Rav Fish noted that similarly, this year, the Ninth of Av falls on Shabbat. Since it is forbidden to fast on Shabbat, the fast will be observed on Sunday. In addition, the Ninth of Av next year also falls on Shabbat. He cited the Jerusalem Talmud (Megilla 5b) which explains that if the Ninth of Av falls on Shabbat, the fast is “uprooted”. 

“The fast is uprooted, meaning that instead of fasting on the Ninth of Av, we are having the Shabbat feasts, effectively turning the Tisha B’av fast into the prophesied feast,” Rabbi Fish explained. “This is a taste of the Messianic era when every Tisha B’Av will be a feast.” 

“There is a mistaken perception of time as a line made up of separate points,” Rabbi Fish said. “The world was created in seven days and each day of creation is represented in its corresponding day of the week. This is also true of holy days. The Ninth of Av has an aspect every year that connects it to the previous years. So if the Ninth of Av this year is even more similar to the actual days on which the Temples were destroyed which were in the Shemitta and were on the night after Shabbat, it will be even more connected.”

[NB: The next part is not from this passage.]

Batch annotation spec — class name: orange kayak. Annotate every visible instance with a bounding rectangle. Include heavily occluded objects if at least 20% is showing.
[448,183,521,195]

“But the lesson of Tisha B’av on prophecy is that the final redemption will appear difficult and destructive but it will actually be a time of great rejoicing,” Rabbi Fish said. “And, indeed, for people who have rejected Hashem, it will be a horrific day of judgment and Gog and Magog will be a time of woe. But for those who have longed to connect to Hashem, all the obstacles will be taken away and it will be a day of great rejoicing. The war will not touch them and most especially not touch Israel.”